L'année 2012 est historique à double titre en terme d'aménagement commercial. Avec un pourcentage d'accord favorable de 100 %, la CDAC des Côtes-d'Armor a fait preuve d'une grande mansuétude qui démontre que les velléités de réforme de l'ancien système n'ont finalement pas porté leurs fruits. Jamais dans l'histoire des feu CDEC, le taux de dossiers validés n'avait atteint de tels sommets. Si 2011 avait semblé marquer le retour à un niveau estimable (78 % de feu vert), le cru 2012 s'inscrit dans la lignée des millésimes 2009 (95,8 %, première année post-réforme) et 2010 (96,8 %).
Le cas d'école du Leclerc de Pluduno
« On peut aujourd'hui clairement se poser la question de l'intérêt d'une telle structure, confirme un membre de la commission. La place accordée aux élus est trop importante. On les laisse prendre des décisions sans réellement avoir entre leurs mains les outils nécessaires, en terme d'impact commerciales ou de zone de chalandise, pour mesurer les conséquences de leurs décisions. » L'exemple du projet de Leclerc à Pluduno symbolise cette réflexion. Validé en CDAC, le projet de création d'un supermarché de 2.500 m² a été retoqué en commission nationale d'aménagement commerciale après un recours du concurrent Hyper U de Plancoët.
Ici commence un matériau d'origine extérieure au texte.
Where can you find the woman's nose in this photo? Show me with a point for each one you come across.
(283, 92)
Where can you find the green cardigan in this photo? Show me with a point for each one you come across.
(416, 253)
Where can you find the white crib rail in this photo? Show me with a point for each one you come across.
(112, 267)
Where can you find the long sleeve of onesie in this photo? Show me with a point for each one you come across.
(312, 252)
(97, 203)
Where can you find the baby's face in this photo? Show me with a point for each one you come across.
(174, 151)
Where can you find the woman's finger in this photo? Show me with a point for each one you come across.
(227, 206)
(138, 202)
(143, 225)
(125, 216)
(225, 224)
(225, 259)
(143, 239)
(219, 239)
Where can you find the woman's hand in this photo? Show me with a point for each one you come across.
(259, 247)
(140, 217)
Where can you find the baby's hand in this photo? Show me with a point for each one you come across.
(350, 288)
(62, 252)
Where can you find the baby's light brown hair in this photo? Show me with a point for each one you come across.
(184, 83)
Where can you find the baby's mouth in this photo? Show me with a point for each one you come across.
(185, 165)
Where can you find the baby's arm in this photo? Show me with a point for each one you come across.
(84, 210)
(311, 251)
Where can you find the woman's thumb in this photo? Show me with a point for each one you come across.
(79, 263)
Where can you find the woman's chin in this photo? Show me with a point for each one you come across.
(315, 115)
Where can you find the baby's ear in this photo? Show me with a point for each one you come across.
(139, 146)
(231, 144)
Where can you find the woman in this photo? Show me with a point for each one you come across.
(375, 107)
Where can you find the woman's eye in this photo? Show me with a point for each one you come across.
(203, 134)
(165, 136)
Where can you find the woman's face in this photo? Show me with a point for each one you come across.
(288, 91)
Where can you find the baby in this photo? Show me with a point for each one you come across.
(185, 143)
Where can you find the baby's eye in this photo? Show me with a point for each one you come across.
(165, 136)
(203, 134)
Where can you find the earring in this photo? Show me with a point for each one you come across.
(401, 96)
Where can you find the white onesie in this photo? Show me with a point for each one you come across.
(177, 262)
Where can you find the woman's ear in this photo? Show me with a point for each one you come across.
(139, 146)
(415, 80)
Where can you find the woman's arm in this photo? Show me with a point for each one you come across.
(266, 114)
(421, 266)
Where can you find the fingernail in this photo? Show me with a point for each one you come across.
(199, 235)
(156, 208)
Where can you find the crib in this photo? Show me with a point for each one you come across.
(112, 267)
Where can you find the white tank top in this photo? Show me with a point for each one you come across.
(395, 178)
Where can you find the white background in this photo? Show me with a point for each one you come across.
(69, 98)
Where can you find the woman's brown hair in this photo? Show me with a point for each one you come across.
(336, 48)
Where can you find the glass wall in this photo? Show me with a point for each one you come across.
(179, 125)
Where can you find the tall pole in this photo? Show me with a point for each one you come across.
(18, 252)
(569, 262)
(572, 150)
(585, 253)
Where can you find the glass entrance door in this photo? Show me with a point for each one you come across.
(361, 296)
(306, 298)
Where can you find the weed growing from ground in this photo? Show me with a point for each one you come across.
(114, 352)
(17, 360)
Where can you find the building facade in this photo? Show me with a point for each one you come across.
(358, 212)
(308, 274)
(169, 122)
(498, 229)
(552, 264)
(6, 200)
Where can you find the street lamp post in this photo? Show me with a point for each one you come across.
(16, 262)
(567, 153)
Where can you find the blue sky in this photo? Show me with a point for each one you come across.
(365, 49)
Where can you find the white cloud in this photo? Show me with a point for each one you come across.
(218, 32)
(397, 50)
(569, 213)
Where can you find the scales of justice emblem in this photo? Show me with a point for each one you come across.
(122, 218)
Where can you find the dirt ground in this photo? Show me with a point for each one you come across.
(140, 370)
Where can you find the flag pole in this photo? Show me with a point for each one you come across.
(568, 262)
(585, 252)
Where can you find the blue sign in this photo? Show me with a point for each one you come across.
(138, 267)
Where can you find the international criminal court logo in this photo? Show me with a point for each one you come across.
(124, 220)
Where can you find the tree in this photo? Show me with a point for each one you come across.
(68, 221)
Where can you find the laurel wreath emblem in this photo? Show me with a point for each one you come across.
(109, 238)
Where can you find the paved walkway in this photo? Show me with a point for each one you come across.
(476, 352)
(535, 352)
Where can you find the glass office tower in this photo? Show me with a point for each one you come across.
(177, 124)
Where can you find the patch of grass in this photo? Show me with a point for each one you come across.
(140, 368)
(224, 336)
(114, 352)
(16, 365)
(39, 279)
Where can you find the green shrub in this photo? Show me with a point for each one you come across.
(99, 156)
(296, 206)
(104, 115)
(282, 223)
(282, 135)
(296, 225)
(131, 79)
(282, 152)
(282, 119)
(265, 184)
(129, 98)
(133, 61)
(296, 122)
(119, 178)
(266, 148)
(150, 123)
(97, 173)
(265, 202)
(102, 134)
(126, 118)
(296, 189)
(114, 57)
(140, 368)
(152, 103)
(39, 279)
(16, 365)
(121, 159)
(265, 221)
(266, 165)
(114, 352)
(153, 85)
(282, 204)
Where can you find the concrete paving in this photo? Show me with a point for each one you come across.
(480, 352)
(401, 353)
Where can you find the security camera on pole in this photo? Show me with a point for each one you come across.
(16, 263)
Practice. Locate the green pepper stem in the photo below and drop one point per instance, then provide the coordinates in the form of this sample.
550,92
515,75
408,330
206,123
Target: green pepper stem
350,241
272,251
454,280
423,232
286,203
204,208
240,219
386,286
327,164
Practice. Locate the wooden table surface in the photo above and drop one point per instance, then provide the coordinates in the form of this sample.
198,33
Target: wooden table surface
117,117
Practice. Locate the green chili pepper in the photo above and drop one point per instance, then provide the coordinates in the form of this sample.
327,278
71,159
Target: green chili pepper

Une décision qui n'a pas été du goût des élus locaux, argumentant sur la diversité commerciale profitable aux consommateurs.
Une année finalement pauvre en projets majeurs
Mais 2012 restera également comme une année historique en terme de quantité de mètres carrés accordés. Après 36.000 m² validés en 2009, 31.936 en 2010 et 25.740 en 2011, le niveau chute de près de 40 % l'an passé pour s'établir à 15.988 m². Un niveau anormalement bas qui s'explique à la fois par le peu de dossiers présentés (19 contre près de 25 par le passé) mais aussi par un contexte général de repli d'aménagement de nouvelles zones commerciales. Soucieuses de ménager leurs finances, de nombreuses collectivités ont stoppé les créations de nouvelles zones privilégiant la réhabilitation de l'existant. « Et puis il ne faut pas oublier une chose. Il n'est plus nécessaire de passer en CDAC pour des projets inférieurs à 1.000 m², contre 300 m² auparavant. Beaucoup se sont engouffrés dans cette brèche. »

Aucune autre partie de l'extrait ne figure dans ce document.